W sobotę tuż po północy, na krajowej "65", wracający po służbie komisarz Radosław Bakun z Komendy Miejskiej Policji w Białymstoku zauważył w rowie rozbity samochód. To auto chwilę wcześniej wyprzedziło go z dużą prędkością. W środku policjant zauważył ślady krwi, jednak kierowcy nie było w pobliżu samochodu.
Natychmiast o tym zdarzeniu poinformował dyżurnego białostockiej komendy.

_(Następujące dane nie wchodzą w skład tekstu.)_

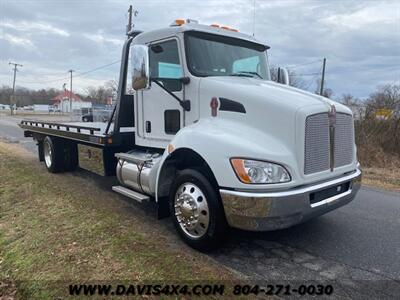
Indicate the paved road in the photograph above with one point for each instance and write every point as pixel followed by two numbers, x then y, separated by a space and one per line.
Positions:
pixel 357 246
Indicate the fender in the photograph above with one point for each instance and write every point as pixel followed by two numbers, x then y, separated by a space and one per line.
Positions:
pixel 217 140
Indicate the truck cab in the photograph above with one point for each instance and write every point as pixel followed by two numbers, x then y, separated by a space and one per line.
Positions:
pixel 218 144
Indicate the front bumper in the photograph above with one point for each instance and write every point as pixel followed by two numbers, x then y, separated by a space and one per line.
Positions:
pixel 263 211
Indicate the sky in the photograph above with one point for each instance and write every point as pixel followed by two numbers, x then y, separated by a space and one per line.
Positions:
pixel 359 39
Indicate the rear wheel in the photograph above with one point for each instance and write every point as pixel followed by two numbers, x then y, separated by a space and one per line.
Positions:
pixel 59 155
pixel 52 158
pixel 197 211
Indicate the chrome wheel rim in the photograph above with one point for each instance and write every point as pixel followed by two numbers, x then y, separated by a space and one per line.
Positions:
pixel 47 153
pixel 191 210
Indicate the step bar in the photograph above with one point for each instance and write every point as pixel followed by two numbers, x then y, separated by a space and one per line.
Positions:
pixel 130 193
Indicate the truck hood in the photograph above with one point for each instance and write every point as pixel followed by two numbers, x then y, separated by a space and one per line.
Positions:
pixel 251 90
pixel 275 114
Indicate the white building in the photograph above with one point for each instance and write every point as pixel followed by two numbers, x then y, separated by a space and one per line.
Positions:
pixel 61 102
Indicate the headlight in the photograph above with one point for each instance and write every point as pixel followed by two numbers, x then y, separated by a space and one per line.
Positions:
pixel 255 171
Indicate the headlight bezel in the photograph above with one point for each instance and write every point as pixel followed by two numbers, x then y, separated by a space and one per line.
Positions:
pixel 237 172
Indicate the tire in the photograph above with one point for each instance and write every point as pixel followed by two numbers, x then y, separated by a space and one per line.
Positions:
pixel 52 155
pixel 193 196
pixel 59 155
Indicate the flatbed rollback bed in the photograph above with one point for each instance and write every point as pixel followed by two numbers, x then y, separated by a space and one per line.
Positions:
pixel 210 138
pixel 77 140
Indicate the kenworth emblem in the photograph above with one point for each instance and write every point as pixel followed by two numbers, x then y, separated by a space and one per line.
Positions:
pixel 332 125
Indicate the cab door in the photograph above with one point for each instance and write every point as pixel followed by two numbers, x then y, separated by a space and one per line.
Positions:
pixel 162 115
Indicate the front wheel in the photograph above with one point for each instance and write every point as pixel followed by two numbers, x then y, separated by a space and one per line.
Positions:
pixel 197 211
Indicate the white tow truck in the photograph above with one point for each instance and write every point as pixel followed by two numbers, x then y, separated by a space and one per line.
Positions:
pixel 210 138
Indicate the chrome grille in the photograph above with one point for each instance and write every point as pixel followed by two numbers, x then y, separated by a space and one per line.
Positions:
pixel 344 139
pixel 317 142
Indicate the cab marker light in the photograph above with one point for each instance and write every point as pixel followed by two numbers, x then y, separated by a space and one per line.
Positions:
pixel 170 148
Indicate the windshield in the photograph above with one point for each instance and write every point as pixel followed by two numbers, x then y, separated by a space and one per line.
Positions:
pixel 216 55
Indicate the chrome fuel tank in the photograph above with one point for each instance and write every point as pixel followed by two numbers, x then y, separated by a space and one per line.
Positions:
pixel 139 172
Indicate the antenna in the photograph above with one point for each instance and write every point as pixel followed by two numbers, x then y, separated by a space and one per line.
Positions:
pixel 254 16
pixel 134 13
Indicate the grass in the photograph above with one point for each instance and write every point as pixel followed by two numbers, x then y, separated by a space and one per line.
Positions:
pixel 57 229
pixel 384 178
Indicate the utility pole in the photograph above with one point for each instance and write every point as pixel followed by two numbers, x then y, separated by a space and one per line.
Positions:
pixel 12 100
pixel 321 91
pixel 70 94
pixel 129 26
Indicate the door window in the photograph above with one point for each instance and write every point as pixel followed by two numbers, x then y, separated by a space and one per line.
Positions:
pixel 165 65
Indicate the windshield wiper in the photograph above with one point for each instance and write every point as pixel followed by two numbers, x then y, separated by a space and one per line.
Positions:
pixel 250 73
pixel 241 75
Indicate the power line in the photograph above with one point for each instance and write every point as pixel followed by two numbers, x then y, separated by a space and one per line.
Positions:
pixel 304 64
pixel 309 74
pixel 66 78
pixel 98 68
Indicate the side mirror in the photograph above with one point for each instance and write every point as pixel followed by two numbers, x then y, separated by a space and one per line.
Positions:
pixel 141 69
pixel 283 76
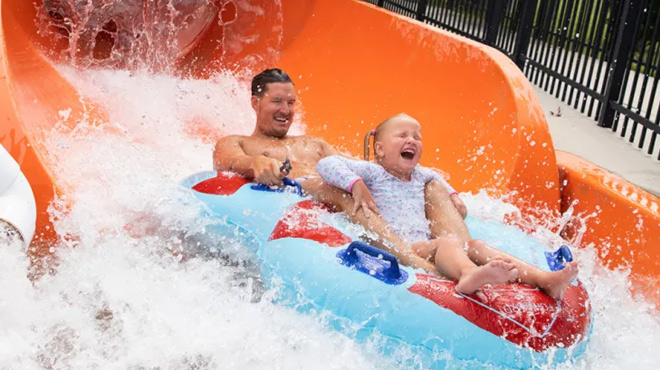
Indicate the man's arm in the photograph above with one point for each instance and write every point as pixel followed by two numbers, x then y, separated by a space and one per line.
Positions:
pixel 229 155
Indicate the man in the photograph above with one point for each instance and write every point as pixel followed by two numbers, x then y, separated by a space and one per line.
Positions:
pixel 261 157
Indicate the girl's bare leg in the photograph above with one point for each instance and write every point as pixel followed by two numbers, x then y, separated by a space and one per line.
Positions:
pixel 451 260
pixel 552 283
pixel 387 239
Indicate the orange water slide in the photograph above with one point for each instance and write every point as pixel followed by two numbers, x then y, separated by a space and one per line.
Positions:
pixel 354 65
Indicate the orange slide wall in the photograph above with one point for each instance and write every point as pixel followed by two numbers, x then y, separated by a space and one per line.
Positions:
pixel 354 65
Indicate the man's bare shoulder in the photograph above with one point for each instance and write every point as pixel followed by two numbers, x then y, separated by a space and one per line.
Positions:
pixel 309 139
pixel 232 138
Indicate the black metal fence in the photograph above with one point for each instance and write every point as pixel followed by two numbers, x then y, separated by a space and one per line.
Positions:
pixel 601 56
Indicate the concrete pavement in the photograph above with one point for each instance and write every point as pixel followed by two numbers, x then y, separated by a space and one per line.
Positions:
pixel 578 134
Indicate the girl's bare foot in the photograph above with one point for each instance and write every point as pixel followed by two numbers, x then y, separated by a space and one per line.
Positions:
pixel 557 282
pixel 494 272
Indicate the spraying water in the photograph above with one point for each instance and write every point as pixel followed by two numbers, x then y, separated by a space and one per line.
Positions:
pixel 124 296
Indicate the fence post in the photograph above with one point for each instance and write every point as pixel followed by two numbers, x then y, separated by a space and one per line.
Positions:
pixel 421 9
pixel 494 14
pixel 524 34
pixel 623 46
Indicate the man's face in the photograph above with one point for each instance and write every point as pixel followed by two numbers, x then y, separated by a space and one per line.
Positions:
pixel 275 109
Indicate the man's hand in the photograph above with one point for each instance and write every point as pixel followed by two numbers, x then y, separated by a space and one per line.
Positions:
pixel 458 203
pixel 363 199
pixel 267 170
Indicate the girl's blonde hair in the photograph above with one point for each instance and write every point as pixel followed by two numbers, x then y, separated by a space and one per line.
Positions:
pixel 377 132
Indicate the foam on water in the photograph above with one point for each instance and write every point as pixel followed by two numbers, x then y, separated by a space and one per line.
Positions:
pixel 123 299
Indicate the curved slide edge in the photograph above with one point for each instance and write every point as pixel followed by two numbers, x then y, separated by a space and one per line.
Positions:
pixel 32 97
pixel 620 220
pixel 17 205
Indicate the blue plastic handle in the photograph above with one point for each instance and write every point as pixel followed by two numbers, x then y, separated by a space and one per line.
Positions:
pixel 559 258
pixel 390 273
pixel 286 181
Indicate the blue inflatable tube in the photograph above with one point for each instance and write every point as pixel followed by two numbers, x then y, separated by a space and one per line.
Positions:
pixel 321 268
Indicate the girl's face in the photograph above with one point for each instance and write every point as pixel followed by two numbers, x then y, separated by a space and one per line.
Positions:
pixel 399 146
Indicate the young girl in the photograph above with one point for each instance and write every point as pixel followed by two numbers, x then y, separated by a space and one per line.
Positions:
pixel 399 187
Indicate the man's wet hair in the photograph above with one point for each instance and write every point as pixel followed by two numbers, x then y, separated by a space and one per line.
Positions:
pixel 260 82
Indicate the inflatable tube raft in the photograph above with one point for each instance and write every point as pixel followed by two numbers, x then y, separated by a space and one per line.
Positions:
pixel 17 204
pixel 318 267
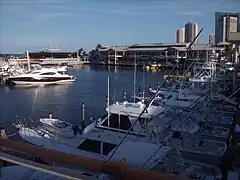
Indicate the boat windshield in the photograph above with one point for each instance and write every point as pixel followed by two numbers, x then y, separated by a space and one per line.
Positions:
pixel 60 125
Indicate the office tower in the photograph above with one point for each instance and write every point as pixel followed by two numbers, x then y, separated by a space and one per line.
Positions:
pixel 224 24
pixel 191 31
pixel 180 35
pixel 211 39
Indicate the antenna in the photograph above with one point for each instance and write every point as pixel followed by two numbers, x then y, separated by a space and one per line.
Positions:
pixel 134 78
pixel 108 102
pixel 28 59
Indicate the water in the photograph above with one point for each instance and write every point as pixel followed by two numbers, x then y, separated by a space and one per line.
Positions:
pixel 64 101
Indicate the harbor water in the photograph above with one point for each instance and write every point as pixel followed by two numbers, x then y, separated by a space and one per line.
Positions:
pixel 64 101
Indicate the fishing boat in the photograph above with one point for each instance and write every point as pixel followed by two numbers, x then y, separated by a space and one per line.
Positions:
pixel 59 127
pixel 215 132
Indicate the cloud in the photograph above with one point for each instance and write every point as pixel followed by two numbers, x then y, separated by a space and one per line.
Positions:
pixel 125 12
pixel 51 15
pixel 189 13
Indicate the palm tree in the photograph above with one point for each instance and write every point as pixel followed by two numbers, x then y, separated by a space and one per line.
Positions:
pixel 80 52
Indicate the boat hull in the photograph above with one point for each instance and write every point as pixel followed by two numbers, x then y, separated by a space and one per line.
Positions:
pixel 59 132
pixel 205 158
pixel 41 81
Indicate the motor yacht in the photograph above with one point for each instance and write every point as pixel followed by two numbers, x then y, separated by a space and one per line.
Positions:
pixel 41 77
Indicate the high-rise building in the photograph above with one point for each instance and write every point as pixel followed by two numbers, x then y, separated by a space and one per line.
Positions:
pixel 211 39
pixel 180 35
pixel 191 31
pixel 224 24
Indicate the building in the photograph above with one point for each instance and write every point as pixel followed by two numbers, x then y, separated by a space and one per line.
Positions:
pixel 180 35
pixel 191 31
pixel 225 23
pixel 154 52
pixel 211 39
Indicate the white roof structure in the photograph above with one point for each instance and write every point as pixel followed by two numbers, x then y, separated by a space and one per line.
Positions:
pixel 137 153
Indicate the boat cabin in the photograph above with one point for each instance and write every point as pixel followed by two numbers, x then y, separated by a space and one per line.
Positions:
pixel 123 115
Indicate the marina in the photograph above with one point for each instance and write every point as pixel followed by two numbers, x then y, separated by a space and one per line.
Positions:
pixel 141 110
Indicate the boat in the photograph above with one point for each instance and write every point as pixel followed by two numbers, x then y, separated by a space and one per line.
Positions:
pixel 58 127
pixel 220 119
pixel 215 132
pixel 41 77
pixel 193 170
pixel 177 76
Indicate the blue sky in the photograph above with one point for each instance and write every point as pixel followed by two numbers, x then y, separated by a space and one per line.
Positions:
pixel 72 24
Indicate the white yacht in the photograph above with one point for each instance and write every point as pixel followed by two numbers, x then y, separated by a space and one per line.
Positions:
pixel 215 132
pixel 41 77
pixel 187 139
pixel 58 127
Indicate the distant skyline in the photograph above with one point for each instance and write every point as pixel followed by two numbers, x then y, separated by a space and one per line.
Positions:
pixel 72 24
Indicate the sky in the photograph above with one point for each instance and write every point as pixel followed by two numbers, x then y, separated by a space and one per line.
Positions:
pixel 72 24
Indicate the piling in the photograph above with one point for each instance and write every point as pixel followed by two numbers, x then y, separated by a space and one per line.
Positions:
pixel 83 116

Na miejsce przyjechali policjanci wraz z psami tropiącymi. Czworonożni funkcjonariusze Luna i Hades od razu podjęli trop. Po chwili tropienia, odnaleźli zakrwawionego mężczyznę, który leżał w polu kilkaset metrów od miejsca zdarzenia. Mężczyzna nie wiedział, gdzie się znajduje i uskarżał się na silny ból. Mundurowi natychmiast udzielili mu pierwszej pomocy i zostali z nim aż do przyjazdu karetki pogotowia.
Z pola, mężczyzna z licznymi złamaniami trafił do szpitala.
Jak ustalili policjanci, 22-latek miał ponad promil alkoholu w organizmie. Za przestępstwo, którego się dopuścił grozi mu kara do 2 lat pozbawienia wolności.